Do you have transactional applications that have high uptime requirements? Do you want a relational database in the cloud to help you meet those requirements? The newly launched Amazon Aurora Multi-Master, is designed for applications that need a relational database resilient to node failures and highly available for both reads and writes.
Amazon Aurora is a relational database service that combines the speed and availability of high-end commercial databases with the simplicity and cost-effectiveness of open source databases. The MySQL-compatible edition of Aurora delivers up to five times the throughput of standard MySQL running on the same hardware. It enables existing MySQL applications and tools to run without requiring modification. Amazon Aurora supports one writer and up to 15 read replicas in one or more Availability Zones and Regions.
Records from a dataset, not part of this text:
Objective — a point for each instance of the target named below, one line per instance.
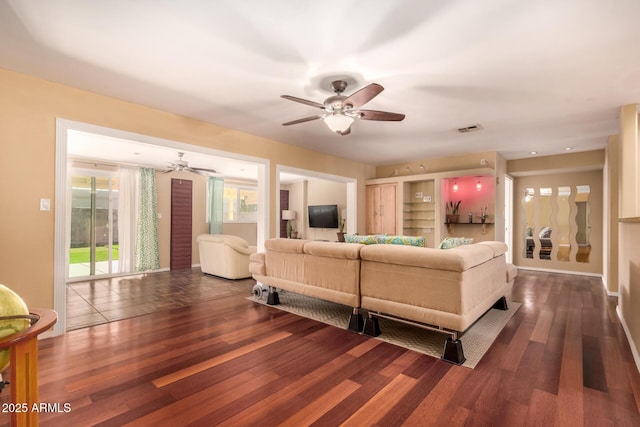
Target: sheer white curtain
(128, 192)
(147, 248)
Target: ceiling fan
(182, 165)
(341, 111)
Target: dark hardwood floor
(562, 360)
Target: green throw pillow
(365, 240)
(405, 240)
(452, 242)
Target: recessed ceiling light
(471, 128)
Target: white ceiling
(539, 75)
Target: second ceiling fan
(341, 111)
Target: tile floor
(105, 300)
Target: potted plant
(452, 211)
(341, 225)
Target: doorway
(93, 229)
(65, 128)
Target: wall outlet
(45, 204)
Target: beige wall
(28, 111)
(629, 226)
(442, 164)
(629, 282)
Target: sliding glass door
(94, 224)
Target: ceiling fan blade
(380, 115)
(364, 95)
(204, 170)
(302, 101)
(306, 119)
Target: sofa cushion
(498, 248)
(452, 242)
(458, 259)
(364, 240)
(286, 245)
(333, 250)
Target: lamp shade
(338, 122)
(288, 215)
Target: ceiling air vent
(471, 128)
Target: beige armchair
(225, 256)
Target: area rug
(475, 341)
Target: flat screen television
(323, 216)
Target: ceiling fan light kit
(338, 123)
(183, 166)
(341, 111)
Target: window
(240, 204)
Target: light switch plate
(45, 204)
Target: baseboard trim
(550, 270)
(632, 344)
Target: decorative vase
(453, 218)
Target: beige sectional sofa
(446, 290)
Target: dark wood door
(181, 234)
(284, 205)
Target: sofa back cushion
(284, 258)
(458, 259)
(333, 265)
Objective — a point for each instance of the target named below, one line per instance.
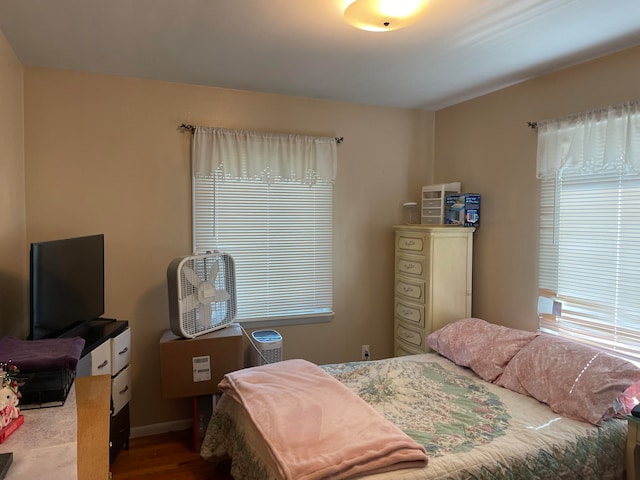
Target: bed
(478, 406)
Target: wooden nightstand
(191, 367)
(633, 440)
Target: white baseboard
(157, 428)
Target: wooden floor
(168, 456)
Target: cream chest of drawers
(432, 282)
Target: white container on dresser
(108, 352)
(433, 266)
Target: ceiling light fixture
(384, 15)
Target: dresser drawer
(410, 244)
(409, 336)
(410, 265)
(120, 351)
(96, 362)
(411, 289)
(121, 389)
(410, 313)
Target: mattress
(469, 427)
Amazon Aurora Multi-Master is available for the MySQL-compatible edition of Aurora. Every node in the cluster is a writer node, giving you additional power to run transactional applications that have high uptime requirements.
In this post, I review what you should know to make the best possible use of the Aurora Multi-Master for MySQL-compatible edition database.
Aurora Multi-Master is designed to achieve high availability and ACID transactions across a cluster of database nodes with configurable read after write consistency. At its core, an Aurora cluster consists of a set of compute (database) nodes and a shared storage volume. The storage volume consists of six storage nodes placed in three Availability Zones for high availability and durability of user data. Every database node in the cluster is a writer node that can run read and write statements.
The following diagram shows a logical view of a two-node Aurora Multi-Master cluster.
You can see in the diagram that there is no single point of failure in the cluster. Applications can use any writer node for their read/write and DDL needs. A database change made by a writer node is written to six storage nodes in three Availability Zones, providing data durability and resiliency against storage node and Availability Zone failures. The writer nodes are all functionally equal, and a failure of one writer node does not affect the availability of the other writer nodes in the cluster.
Replication and quorum
When the application layer starts a transaction and makes a database change, the writer node that processes the change achieves cross-cluster consistency by proposing the change to all six storage nodes. Each storage node then checks if the proposed change conflicts with a change in flight or a previously committed change and either confirms the change or rejects it.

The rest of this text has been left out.